Il Napoli batte il Cesena 3-2 e continua a sperare in un posto Champions. Serata di grazia per Mertens che trascina gli azzurri in una partita un po’ opaca degli azzurri che si sono accesi solo a tratti.

Dopo la disfatta di Dnipro, Benitez schiera tante riserve rispetto ai titolari di Kiev. Fuori Higuain. Al suo posto Gabbiadini.

La reazione del Napoli non c’è e nei primi 10 minuti c’è solo tanta noia. Appena prese le misure il Cesena decide di accelerare: al 12′ Carbonero schiaccia di testa e mette i brividi a Andujar. Sono solo le prove generali del vantaggio che arriva due minuti dopo con un tiro chirurgico di Defrel che batte il portiere del Napoli e porta in vantaggio il Cesena tra sonori fischi dello stadio San Paolo che comincia a contestare gli azzurri. Al 18′ il Napoli impatta: Callejon rientra, il suo tiro viene deviato finendo nei piedi di Mertens che batte in rete per il pari azzurro. Dopo due minuti arriva anche il vantaggio del Napoli: ancora Mertens porta a spasso mezza difesa del Cesena, mette al centro per Gabbiadini che con un facile tap in non sbaglia. Il Napoli si riaddormenta di nuovo e il Cesena riprende a giocare pervenendo al pari prima della fine del tempo ancora con Defrel che di piatto colpisce per il 2-2 del Cesena.
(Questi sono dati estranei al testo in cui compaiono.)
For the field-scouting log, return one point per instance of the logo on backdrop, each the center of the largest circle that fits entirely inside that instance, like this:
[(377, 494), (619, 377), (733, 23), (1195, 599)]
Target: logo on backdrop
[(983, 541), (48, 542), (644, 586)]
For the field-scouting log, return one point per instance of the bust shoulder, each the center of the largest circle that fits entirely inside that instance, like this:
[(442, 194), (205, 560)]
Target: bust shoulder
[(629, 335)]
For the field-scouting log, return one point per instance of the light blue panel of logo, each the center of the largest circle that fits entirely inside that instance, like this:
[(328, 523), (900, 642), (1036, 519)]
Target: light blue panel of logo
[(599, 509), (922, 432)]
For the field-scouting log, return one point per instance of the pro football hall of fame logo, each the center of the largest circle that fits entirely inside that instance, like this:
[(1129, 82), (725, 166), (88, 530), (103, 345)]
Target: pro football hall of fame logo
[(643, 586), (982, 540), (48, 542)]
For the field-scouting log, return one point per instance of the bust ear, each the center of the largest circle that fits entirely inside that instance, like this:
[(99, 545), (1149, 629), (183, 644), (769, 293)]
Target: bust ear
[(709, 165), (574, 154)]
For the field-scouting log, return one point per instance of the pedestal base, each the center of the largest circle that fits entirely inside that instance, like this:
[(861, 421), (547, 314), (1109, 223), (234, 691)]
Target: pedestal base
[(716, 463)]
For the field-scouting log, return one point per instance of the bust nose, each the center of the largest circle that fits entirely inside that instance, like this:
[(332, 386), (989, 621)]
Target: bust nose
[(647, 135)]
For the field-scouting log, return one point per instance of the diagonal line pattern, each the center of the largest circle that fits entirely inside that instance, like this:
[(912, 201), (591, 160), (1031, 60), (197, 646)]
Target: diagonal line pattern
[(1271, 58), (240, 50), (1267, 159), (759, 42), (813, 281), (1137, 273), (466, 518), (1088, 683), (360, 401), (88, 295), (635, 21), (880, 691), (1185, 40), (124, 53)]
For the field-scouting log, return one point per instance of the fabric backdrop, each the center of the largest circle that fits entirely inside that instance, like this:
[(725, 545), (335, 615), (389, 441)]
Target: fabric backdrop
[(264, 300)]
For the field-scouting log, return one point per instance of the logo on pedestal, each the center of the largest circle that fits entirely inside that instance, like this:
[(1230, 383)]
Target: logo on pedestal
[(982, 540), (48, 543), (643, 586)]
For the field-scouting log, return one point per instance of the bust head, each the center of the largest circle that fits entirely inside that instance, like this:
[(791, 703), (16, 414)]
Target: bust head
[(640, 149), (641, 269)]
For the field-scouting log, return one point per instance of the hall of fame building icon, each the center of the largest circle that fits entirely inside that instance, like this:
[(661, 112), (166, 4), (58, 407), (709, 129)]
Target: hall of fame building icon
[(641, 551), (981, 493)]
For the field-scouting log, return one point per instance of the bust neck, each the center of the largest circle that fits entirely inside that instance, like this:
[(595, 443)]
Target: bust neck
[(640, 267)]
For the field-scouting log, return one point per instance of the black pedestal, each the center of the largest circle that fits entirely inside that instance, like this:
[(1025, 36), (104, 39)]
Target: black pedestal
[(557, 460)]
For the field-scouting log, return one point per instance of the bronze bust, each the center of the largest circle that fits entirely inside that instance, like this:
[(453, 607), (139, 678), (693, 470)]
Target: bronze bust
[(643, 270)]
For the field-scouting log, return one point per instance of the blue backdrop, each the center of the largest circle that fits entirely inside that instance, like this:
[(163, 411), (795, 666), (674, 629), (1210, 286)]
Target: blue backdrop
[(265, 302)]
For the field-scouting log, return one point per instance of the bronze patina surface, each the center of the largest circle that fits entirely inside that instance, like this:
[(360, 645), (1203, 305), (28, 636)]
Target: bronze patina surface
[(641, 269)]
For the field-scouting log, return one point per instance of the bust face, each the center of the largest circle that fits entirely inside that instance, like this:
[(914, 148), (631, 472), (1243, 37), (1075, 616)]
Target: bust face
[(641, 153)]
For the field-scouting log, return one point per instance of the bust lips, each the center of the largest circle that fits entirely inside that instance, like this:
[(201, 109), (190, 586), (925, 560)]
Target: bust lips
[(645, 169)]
Nel secondo tempo primi minuti ancora opachi per gli azzurri. Al 9′ arriva un occasione d’oro per il Napoli con Mertens che parte in posizione regolare ma il suo tiro finisce fuori. Il Napoli insiste e trova il vantaggio ancora con Mertens che con un diagonale favoloso batte Agliardi per il 3-2 del Napoli. Al 17′ grande giocata di Brienza che con una rovesciata impegna Andujar. Applausi per il fantasista del Cesena. Al 21′ fuori Gabbiadini per Higuain con il Pipita accolto da applausi e anche qualche fischio. Al 24′ altra occasione per gli azzurri con Hamsik che in piena area di rigore al volo sbuccia il pallone del 4-2. Dopo 3 minuti di recupero l’arbitro decreta la fine delle ostilità e la vittoria per il Napoli. Sabato ore 20,45 appuntamento importante allo Juventus Stadium contro la Juve di Allegri.